In other words, less than 10% of the schools who have established partnerships with banks publicly share the amount they are paid. Without transparency, students are at an increased danger for entering into financial agreements without understanding the full story behind their exposure to these products. Chopra hopes to alert both schools and students to the dangers.

Credit Card Offer Transparency

University branded offers for “debit cards, prepaid cards, bank accounts, and other products branded” are the current concern but it’s not the first time that the CFPB has required colleges to disclose the partnership details with financial institutions.

The CFPB requires that campuses disclose terms behind their agreements with financial institutions offering credit cards and private student loans. This requirement came to being after it was publicized that many financial institutions offering credit card deals were paying colleges to access the pool of potential student borrowers on college campuses. Students were then targeted by these institutions to sign up for credit cards and loans. The result? If students didn’t fully understand the terms, they were put into a financially vulnerable place.

You can view the complete list of these credit card agreement terms per college here.

Future of financial disclosure

The good news? The CFPB hopes to create a list similar to the one shared above to disclose the details behind how and why institutions are marketing their financial services and products on campuses. Though it’s a step in the right direction, one fact remains: transparency only remains useful if the information is utilized by consumers. Though most college students are more likely to be concerned with their midterms than their financial future, they’ll only benefit from understanding the merits behind any financial deals they encounter on a campus. This knowledge could also help them implement a discerning eye as they continue to navigate the financial world on their own.
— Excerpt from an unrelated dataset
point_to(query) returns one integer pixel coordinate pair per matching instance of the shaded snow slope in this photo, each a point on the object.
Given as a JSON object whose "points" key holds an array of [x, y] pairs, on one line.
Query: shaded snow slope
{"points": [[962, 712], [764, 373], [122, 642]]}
An opportunity to promote financial literacy

College campuses are supposed to provide a perfect climate to encourage learning and promote knowledge.This call to action by the CFPB is another reminder of how moving towards financial literacy, rather than shying away from it, can help consumers create a solid financial foundation. The disclosure of financial marketing terms on campuses is a step in the right direction. Shared and used correctly, financial products can help empower a young student to create a healthy financial foundation. But left unattended, these tools can easily become the cause of future financial pain. With millions paying off over 1.2 trillion dollars in student loan debt, there’s an increasing need for financial support and increased financial literacy.